I love my bike, but I hate the big metal Trek emblem on the front. Does anyone know how to remove it without damaging the paint? It's a Madone 5.2 frame, so I think it's just glue holding the emblem onto the carbon fiber. I really don't want to damage the finish, but I can't stand that big badge.


----------



## wim (Feb 28, 2005)

To remove badges from automobile sheet metal, you heat the badge gently with a hair dryer, then pull dental floss back and forth between the badge and the metal. I'm sure you could use that procedure with your Trek, but I'd be damn careful with heat on that carbon fiber. I'd try the dental floss saw method without the heat first.

I'd also think about the frame warranty. If a clean head tube means a big fat VOID from Trek, I wouldn't touch that emblem until the warranty runs out.


----------



## chang100 (Aug 29, 2003)

*already done*

I heated it gently with a hair dryer and used the dull edge of a knife (not smart, but effective) to pry it off. There's a sticky paper backing that's hard to get off the paint, but now the head tube is nice & clean.


----------



## mwinoski (Aug 19, 2004)

chang200 said:


> I love my bike, but I hate the big metal Trek emblem on the front. Does anyone know how to remove it without damaging the paint? It's a Madone 5.2 frame, so I think it's just glue holding the emblem onto the carbon fiber. I really don't want to damage the finish, but I can't stand that big badge.

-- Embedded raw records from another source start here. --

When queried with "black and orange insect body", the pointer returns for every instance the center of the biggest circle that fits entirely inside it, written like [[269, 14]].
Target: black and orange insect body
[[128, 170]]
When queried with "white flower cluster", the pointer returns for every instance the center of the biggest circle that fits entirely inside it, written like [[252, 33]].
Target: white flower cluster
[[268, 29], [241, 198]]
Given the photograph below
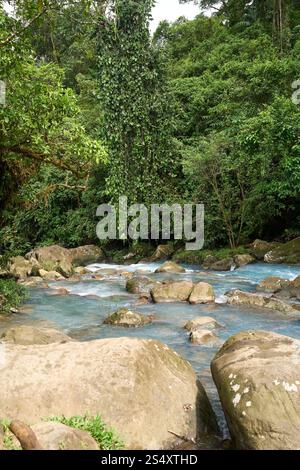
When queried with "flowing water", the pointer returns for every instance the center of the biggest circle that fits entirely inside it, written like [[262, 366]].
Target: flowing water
[[81, 314]]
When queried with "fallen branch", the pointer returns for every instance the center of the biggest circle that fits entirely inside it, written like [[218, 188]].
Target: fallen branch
[[28, 153], [25, 435]]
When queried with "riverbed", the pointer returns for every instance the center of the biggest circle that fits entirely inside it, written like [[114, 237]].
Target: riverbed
[[81, 314]]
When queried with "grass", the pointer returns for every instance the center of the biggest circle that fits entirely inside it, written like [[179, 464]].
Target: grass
[[105, 437], [8, 441], [11, 295]]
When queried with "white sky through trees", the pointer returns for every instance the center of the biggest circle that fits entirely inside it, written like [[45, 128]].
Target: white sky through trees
[[171, 10]]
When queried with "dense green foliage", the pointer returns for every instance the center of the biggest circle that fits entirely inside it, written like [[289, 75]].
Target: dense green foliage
[[136, 105], [106, 438], [96, 109], [11, 295]]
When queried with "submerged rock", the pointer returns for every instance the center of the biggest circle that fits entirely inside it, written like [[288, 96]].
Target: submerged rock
[[28, 335], [202, 322], [170, 267], [20, 268], [50, 275], [203, 337], [127, 318], [243, 260], [58, 436], [226, 264], [260, 248], [140, 285], [141, 388], [237, 297], [272, 284], [202, 293], [84, 255], [288, 253], [172, 291], [162, 252], [257, 375], [53, 258]]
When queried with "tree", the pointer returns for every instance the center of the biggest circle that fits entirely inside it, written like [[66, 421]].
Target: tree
[[137, 115]]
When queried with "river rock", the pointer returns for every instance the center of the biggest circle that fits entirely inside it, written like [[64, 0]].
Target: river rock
[[258, 379], [288, 253], [226, 264], [81, 270], [237, 297], [172, 291], [162, 252], [31, 281], [84, 255], [20, 268], [50, 275], [140, 285], [202, 293], [243, 260], [272, 284], [170, 267], [202, 323], [140, 388], [203, 337], [53, 258], [58, 436], [260, 248], [127, 318], [28, 335]]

Just what is wrong with displaying the logo of a great company. There is no shame in the Trek name. Maybe you should just use that dull knife and carve your initials into the headtube...


----------



## chang200 (Aug 26, 2003)

*By removing the metal plate...*



mwinoski said:


> Just what is wrong with displaying the logo of a great company. There is no shame in the Trek name. Maybe you should just use that dull knife and carve your initials into the headtube...


...I lightened the bike 10 grams!


----------



## wim (Feb 28, 2005)

. . . and you significantly improved its aerodynamic properties!


----------